In 2021, 49% of New Brunswickers lived in rural regions and 51% in urban areas. This means there is a need for more than 400 urban churches and almost 800 rural churches—around 1200 in total.

In other words, for New Brunswick to be fully reached with the Gospel, we need about four times as many churches as we have now.

2. There are very few evangelical churches serving French-speaking New Brunswick, in particular.

There are only a handful of evangelical churches ministering to French-speaking New Brunswickers in their own language.

The roughly-one-third of New Brunswickers who speak French as their first language are overwhelmingly of a Roman Catholic background. The majority of these would be merely professing, rather than practicing, Catholics, and the proportion of Francophone New Brunswickers who decline to identify with any spiritual or religious system is growing.

In short, French-speaking New Brunswick—more than a quarter of a million souls!—is almost totally unreached by the Gospel.

3. The need is getting worse.

The population of New Brunswick continues to grow, but largely due to immigration. There are growing numbers of Filipinos, South Asians, and other groups, many of whom will need outreach and evangelism.

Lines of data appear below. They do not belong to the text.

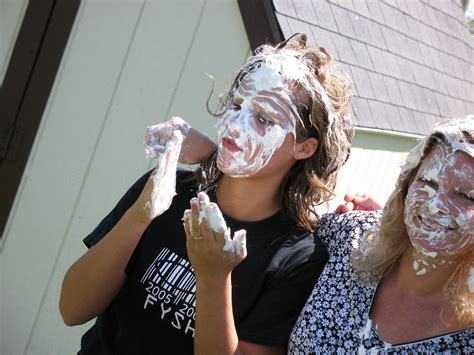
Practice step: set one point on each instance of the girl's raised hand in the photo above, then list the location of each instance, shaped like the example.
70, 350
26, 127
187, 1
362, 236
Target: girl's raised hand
196, 144
211, 250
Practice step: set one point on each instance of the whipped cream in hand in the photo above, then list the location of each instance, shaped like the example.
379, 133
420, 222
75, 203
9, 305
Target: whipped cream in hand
164, 177
210, 212
157, 136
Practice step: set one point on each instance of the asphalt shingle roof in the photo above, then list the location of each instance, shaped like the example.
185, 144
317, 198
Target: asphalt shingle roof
411, 60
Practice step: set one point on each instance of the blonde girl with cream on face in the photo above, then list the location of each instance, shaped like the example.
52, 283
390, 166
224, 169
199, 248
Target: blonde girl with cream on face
284, 132
409, 281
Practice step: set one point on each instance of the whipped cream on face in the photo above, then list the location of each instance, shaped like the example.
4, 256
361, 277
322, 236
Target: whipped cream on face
263, 113
438, 215
258, 122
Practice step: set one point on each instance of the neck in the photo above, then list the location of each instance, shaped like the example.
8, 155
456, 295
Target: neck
248, 199
426, 283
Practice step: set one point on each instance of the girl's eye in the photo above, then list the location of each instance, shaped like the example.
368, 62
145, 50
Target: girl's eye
264, 121
467, 196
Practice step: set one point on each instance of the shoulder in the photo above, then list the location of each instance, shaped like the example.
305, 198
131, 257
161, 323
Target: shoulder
185, 181
301, 253
336, 229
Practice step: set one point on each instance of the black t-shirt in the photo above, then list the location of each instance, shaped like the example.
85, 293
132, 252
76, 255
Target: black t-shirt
154, 311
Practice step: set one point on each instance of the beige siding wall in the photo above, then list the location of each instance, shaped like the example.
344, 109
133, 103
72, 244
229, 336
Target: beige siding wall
128, 64
373, 166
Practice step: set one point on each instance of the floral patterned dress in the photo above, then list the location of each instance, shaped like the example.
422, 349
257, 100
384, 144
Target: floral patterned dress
335, 318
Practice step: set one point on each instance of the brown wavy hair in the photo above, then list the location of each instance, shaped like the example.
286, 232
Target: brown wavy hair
309, 182
382, 247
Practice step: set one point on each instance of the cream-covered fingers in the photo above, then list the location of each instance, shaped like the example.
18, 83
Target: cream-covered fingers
164, 177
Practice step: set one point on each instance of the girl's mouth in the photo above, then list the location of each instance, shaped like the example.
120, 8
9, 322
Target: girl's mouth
229, 144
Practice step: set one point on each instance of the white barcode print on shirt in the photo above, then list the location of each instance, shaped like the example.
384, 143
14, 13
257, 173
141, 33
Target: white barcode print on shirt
174, 274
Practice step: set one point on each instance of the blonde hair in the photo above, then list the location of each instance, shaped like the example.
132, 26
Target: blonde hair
382, 247
309, 182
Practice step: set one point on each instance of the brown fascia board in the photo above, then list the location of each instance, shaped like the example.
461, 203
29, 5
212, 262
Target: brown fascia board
260, 22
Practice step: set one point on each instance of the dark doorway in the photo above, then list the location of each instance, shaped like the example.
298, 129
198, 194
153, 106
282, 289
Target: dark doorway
30, 69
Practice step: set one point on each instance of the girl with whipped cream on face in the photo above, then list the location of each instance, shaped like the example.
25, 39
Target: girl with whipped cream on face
283, 133
407, 285
282, 137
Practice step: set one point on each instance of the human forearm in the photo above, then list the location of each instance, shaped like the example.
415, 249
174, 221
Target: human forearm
215, 329
94, 279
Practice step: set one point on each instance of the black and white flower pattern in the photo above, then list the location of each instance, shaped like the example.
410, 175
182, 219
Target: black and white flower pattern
337, 312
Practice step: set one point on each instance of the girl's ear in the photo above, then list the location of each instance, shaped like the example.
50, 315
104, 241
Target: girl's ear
306, 148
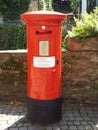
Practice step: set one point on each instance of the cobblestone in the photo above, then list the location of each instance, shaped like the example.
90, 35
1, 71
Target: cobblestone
13, 117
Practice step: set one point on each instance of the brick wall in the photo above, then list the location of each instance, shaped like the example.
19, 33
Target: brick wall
79, 76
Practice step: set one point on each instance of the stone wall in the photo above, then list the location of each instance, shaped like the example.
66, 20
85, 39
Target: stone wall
79, 76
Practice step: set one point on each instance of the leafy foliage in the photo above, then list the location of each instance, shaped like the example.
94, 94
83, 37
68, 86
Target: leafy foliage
11, 9
12, 36
86, 27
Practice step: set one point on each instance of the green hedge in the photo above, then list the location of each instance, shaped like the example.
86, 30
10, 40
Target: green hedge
12, 36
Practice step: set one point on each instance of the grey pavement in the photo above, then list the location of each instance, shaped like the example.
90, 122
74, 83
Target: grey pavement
13, 117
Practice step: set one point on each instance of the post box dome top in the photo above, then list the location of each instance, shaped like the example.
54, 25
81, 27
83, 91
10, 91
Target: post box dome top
43, 15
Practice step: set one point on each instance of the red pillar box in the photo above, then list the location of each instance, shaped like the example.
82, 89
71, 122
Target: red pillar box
44, 100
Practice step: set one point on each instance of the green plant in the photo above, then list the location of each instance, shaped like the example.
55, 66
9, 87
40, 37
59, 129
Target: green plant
11, 9
85, 27
12, 36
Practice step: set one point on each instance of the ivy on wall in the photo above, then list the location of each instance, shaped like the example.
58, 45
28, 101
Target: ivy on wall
11, 9
12, 36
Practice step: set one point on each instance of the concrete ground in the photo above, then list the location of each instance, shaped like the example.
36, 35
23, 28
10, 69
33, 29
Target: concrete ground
13, 117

As the numbers already presented above show, however, New Brunswick’s evangelical community is in decline—numerically, but also theologically. Churches are closing faster than new churches are being planted, and even many of the churches that remain, especially in the half of New Brunswick that is rural, are struggling to maintain their current presence.

4. New Brunswick is being largely overlooked by church planters and revitalizers.

Below is a map demonstrating this problem. The map shows active church planting efforts across North America by SEND Network, the church-planting and -strengthening arm of the Southern Baptist Convention’s North American Mission Board. SEND is largest evangelical church planting network in the world.

Take note of the lack of work by SEND happening in New Brunswick.

We need new churches; we need more churches; we need healthier churches; we need francophone churches; and we need them now.